They belonged to the elusive third party, “us.” The person or energy, or whatever you want to call it, that was formed by the union of James and me. Which was much more than the sum of its parts.
How I wished I could find the missing “us.” If only I could track it down and lure it back with offers of all these wonderful possessions. Like some awful third-rate game show host. See that lovely television.
It’s yours. Now will you stay?
Have a look at the fine remodeled kitchen.
Beautiful, isn’t it? Well, it can all be yours if only you’ll come back.
Though I suppose you wouldn’t get anything like a remodeled kitchen on a third-rate game show.
You’d be lucky to get your bus fare home.
But I wished that it could be as easy as that to get the James and Claire
“us” back.
Or if all I had to do would be to put an announcement on the evening news that said something like “Would the James and Claire ‘us,’ last known to be touring the [let’s just say] Kerry area please contact the police in Dublin for an urgent message.”
But it looked like the “us” wasn’t just missing. It was dead. Killed by James.
And it died intestate.
In theory the state inherits all the possessions belonging to “us.”
In practice, of course, nothing so surreal and ridiculous as that was going to happen.

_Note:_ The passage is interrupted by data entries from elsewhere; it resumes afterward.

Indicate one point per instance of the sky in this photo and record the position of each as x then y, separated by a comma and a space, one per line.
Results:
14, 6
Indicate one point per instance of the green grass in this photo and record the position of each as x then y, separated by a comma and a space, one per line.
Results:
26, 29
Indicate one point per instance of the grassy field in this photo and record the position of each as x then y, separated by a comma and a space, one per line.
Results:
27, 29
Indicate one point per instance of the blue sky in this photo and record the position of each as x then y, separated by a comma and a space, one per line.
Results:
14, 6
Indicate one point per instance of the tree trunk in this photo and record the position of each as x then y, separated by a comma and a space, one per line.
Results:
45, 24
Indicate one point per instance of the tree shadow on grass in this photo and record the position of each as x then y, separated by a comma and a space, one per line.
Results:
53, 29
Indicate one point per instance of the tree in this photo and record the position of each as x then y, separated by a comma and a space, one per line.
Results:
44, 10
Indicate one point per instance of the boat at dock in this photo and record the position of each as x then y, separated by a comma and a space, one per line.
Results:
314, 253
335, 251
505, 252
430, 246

Now pass me that saw, would you?
You see, I firmly believe that there was only one way to deal with unpleasant situations—and what was my current situation if not unpleasant? And that was to take a deep breath, face them fairly and squarely, look them in the eye, stare them down and show them who’s boss.
I really believed very strongly in this.
And perhaps one day I might even take my own advice and actually do it.

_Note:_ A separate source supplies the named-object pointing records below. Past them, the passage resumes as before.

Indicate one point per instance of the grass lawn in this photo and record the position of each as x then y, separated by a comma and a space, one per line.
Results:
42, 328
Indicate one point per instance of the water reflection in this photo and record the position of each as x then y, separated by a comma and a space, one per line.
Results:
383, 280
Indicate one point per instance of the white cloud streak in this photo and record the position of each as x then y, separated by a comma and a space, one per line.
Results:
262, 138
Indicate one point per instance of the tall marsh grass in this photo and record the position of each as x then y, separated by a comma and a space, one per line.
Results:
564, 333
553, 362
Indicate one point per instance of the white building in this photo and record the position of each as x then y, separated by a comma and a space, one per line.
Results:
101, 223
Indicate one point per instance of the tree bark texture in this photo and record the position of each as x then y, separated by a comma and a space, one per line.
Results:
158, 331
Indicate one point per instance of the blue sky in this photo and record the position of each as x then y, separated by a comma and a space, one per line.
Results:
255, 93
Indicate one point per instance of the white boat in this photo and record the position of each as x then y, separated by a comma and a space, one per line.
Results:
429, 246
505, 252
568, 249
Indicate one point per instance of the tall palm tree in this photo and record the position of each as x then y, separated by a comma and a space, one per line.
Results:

To sum up my attitude, let me just tell you that I don’t think I have ever, in my whole life, done the dishes on the actual night of a dinner party.

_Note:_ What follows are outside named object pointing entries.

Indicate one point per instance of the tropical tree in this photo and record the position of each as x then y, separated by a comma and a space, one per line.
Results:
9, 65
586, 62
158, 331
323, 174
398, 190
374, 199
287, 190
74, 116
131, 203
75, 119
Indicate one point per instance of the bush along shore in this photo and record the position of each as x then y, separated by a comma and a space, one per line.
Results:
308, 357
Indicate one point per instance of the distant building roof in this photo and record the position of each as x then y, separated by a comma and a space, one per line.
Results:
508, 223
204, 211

I always promised myself that I would. That waking up, with a hangover, to filthy plates and a kitchen that looked like a battleground was too horrible to contemplate. But you know what it’s like.
The end of the evening has rolled around and the table is strewn with half-full dishes of melting baked Alaska, which I have more or less abandoned.
Now I must say, in my defense, that up to this point I am usually a model hostess, positively dancing attendance on my guests, ferrying plates and dishes and cutlery to and from the kitchen as though I was on a con-veyor belt. However, my sense of hospitality decreases in direct proportion to the number of glasses of wine that I’ve had, so by dessert and coffee time I am usually far too relaxed (all right then, far too drunk, if you will insist on calling a spade a spade) and no longer feel any need to clear the table.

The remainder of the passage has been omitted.